首次加载时如何从弹出窗口返回对父窗口的关注

Question

I am working on a website. Where while loading website first time opening index page with one pop window. First my problem is I want to minimize this pop window automatically while loading first time and focus return to website without any click in website.

Here is my code in index page I write this function:

myFunction();
 function myFunction() {
   //var myWindow = window.open("music.php", "", "width=320,height=60");

   var myWindow = window.open("music.php", "", "directories=0,titlebar=0,toolbar=0,location=0,status=0,menubar=0,scrollbars=no,resizable=no,left=-100000000, top=100000, width=320, height=1, display=none","visibility=hidden");
    //myWindow.moveTo(0, 0);
}

And pop window having page extension music.php which should be minimize automatically and focus return to index page without any click on website.

I have already try with set the focus of a popup window to website everytime , but it was also not working.

Answer 1

Well, The window object has an opener property as well. When we open the browser, that property is null, and when we open a popup , it points to the window the popup has been opened through.

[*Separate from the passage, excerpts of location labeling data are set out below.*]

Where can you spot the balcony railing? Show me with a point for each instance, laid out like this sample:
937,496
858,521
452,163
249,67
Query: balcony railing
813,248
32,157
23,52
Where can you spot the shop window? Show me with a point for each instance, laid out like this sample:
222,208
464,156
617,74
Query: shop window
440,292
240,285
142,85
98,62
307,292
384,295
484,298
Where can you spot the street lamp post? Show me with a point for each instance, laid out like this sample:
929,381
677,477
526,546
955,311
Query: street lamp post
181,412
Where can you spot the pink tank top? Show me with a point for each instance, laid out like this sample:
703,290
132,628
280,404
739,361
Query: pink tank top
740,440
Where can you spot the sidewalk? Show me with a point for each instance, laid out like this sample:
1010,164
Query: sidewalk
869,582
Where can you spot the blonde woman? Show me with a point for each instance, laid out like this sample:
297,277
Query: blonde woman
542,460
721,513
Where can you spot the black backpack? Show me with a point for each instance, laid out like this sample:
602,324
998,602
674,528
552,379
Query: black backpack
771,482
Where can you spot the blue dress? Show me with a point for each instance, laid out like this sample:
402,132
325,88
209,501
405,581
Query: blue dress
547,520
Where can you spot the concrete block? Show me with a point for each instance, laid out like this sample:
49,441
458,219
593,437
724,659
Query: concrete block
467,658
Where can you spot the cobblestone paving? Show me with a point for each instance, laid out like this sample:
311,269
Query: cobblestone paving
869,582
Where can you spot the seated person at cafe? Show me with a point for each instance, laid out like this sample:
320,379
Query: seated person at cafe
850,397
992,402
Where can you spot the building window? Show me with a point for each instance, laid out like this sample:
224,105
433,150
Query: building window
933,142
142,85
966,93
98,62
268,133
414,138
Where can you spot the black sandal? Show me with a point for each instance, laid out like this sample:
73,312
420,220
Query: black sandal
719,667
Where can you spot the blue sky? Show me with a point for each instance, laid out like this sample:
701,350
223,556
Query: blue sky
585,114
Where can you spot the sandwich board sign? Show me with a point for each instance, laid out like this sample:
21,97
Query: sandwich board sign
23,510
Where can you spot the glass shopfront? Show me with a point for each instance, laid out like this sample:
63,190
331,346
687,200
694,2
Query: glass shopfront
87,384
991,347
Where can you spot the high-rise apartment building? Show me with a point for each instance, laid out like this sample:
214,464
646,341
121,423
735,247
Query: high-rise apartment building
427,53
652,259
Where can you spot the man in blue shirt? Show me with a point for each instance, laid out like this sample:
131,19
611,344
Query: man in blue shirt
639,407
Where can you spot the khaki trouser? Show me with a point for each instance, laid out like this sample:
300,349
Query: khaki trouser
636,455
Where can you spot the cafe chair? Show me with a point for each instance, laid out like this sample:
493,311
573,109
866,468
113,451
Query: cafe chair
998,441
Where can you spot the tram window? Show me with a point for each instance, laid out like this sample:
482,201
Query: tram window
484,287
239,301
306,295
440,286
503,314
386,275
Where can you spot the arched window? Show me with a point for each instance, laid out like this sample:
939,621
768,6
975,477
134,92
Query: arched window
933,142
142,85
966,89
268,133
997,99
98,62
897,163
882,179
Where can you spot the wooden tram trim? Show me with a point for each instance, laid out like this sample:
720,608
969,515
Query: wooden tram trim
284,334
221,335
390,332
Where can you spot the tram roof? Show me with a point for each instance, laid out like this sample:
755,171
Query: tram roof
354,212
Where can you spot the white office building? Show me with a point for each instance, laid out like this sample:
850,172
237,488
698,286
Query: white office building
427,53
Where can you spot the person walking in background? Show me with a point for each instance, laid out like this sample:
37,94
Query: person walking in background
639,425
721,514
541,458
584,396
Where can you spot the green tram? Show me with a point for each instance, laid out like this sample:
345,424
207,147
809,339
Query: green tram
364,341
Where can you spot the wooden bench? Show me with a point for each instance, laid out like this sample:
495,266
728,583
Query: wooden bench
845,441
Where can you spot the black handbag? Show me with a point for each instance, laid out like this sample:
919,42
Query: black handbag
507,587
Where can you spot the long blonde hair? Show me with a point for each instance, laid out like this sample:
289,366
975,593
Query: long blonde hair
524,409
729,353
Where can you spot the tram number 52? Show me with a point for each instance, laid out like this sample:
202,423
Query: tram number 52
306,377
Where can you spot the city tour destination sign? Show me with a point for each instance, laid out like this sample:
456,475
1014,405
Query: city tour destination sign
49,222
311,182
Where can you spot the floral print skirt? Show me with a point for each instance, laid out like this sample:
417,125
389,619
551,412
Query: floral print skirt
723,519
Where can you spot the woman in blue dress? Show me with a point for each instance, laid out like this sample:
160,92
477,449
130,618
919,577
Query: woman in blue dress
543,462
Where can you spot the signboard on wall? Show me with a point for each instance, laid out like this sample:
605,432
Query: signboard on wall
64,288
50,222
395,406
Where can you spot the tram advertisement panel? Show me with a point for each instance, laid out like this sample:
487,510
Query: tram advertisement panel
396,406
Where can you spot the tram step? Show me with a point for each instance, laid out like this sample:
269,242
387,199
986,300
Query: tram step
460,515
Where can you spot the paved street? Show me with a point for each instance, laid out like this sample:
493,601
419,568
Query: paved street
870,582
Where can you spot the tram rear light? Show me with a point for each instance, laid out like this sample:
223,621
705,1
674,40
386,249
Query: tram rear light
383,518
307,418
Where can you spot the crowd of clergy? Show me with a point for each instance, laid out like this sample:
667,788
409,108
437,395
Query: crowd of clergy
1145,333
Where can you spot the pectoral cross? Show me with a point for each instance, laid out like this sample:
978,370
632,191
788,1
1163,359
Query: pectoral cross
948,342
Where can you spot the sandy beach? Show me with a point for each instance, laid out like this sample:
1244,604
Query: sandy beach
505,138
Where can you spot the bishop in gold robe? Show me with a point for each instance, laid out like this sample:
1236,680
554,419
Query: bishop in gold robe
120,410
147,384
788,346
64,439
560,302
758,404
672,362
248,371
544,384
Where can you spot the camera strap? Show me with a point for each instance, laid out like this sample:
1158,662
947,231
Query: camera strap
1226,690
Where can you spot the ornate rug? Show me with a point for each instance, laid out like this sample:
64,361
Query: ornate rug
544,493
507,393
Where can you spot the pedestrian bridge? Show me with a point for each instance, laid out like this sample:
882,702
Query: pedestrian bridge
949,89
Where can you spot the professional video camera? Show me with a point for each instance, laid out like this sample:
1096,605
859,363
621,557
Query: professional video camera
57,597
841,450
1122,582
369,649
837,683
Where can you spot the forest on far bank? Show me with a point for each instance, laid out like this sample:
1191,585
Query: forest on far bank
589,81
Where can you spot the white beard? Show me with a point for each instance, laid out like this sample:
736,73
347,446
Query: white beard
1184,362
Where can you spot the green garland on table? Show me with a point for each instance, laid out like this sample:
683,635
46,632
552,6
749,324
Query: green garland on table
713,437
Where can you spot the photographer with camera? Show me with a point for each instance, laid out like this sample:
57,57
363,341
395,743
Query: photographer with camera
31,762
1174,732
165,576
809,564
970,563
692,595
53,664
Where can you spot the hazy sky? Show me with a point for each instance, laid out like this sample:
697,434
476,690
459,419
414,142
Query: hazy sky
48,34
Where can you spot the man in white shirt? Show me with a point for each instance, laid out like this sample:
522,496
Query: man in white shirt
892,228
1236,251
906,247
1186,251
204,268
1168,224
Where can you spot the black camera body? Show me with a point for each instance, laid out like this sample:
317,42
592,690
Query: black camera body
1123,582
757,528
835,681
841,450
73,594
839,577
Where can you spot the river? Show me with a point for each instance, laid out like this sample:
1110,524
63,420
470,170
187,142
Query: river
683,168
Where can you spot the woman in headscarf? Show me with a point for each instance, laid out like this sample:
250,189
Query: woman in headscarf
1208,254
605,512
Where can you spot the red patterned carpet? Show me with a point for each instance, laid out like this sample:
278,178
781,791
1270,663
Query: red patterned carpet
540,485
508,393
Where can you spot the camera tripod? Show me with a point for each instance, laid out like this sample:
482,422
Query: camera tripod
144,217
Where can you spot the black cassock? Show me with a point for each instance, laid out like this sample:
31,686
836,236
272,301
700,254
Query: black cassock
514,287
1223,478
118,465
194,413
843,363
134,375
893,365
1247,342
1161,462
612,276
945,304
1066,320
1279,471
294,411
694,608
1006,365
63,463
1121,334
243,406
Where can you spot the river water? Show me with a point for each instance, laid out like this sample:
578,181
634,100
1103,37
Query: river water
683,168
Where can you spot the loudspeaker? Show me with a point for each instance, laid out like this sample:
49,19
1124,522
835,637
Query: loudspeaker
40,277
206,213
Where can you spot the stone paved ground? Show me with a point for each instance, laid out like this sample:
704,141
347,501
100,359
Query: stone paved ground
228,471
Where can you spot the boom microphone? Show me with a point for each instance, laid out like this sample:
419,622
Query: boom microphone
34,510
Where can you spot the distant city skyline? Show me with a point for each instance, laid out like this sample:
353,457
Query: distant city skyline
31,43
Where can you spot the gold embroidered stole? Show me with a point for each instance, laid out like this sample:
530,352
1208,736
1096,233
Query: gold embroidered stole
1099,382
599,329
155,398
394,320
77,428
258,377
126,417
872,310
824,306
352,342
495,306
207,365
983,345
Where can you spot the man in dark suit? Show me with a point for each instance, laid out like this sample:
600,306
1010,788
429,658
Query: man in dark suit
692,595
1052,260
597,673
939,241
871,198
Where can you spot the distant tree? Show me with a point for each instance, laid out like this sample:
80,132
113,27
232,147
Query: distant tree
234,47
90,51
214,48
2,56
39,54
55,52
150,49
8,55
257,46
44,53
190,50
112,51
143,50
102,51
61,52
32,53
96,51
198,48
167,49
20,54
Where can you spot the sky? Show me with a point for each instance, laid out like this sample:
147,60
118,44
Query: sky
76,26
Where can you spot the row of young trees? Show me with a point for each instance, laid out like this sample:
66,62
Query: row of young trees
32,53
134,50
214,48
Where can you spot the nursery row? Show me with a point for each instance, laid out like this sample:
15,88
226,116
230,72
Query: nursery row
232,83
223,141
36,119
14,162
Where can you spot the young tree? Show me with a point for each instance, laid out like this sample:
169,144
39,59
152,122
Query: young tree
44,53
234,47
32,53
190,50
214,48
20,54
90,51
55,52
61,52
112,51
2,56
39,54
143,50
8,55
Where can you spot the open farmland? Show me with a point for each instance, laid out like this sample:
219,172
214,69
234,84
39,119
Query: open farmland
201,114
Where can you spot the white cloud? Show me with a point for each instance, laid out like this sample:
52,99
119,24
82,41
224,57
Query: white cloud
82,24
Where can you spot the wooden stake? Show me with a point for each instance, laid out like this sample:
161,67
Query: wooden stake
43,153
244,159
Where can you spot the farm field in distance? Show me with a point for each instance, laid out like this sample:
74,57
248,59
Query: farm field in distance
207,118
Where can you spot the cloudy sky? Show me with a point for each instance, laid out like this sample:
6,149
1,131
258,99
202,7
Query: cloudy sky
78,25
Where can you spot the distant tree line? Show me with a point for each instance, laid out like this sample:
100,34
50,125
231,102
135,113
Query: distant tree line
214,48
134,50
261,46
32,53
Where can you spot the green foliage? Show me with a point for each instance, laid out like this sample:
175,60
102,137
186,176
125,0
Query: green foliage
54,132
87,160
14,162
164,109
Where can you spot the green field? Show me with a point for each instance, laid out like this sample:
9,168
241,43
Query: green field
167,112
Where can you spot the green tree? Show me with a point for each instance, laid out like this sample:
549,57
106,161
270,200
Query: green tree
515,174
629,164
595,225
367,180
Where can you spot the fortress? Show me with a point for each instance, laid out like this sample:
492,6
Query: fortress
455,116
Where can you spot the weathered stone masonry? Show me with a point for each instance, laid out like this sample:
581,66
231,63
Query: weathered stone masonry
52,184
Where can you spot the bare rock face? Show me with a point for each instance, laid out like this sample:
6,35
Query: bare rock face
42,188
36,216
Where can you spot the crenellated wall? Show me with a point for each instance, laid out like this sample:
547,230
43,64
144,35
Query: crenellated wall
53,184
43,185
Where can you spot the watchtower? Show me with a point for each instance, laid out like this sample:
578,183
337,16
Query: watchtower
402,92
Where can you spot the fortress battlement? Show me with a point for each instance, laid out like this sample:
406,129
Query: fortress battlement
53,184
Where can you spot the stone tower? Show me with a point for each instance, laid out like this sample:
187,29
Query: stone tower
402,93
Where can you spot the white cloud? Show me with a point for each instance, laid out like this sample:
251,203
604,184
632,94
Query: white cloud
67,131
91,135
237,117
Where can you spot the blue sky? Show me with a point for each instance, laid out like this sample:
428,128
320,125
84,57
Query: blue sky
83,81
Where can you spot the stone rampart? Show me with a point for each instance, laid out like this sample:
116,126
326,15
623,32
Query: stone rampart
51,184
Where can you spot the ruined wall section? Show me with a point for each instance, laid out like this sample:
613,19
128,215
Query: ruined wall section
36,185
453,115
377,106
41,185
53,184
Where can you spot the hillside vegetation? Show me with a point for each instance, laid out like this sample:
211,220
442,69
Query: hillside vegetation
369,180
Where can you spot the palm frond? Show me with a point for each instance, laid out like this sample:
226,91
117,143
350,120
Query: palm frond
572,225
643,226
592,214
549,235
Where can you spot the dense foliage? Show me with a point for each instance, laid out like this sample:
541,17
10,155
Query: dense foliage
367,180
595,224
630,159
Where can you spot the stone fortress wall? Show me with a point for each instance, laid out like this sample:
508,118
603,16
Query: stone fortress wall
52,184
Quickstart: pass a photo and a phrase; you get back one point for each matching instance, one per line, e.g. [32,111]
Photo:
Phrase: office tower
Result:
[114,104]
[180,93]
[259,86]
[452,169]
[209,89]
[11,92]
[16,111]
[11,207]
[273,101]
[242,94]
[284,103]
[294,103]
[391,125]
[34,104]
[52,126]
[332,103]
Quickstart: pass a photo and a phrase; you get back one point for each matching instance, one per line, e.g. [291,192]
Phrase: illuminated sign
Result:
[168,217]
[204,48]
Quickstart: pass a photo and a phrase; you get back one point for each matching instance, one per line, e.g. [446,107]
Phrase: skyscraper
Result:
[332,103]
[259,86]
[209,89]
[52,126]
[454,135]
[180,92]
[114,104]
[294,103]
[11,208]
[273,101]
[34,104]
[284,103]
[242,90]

I think something like this should suffice.

myFunction();
 function myFunction() {

   var myWindow = window.open("music.php", "", "directories=0,titlebar=0,toolbar=0,location=0,status=0,menubar=0,scrollbars=no,resizable=no,left=-100000000, top=100000, width=320, height=1, display=none","visibility=hidden");

   myWindow.opener.focus()   // can also do window.focus()

}

The execution of JS should not stop, but if it does, you have to add the focus code to your child page/popup page.(Depending on varying browsers)

like

popupHTMLJS.js

focusParent();
function focusParent(){
    parent = window.opener;
    parent.focus()
}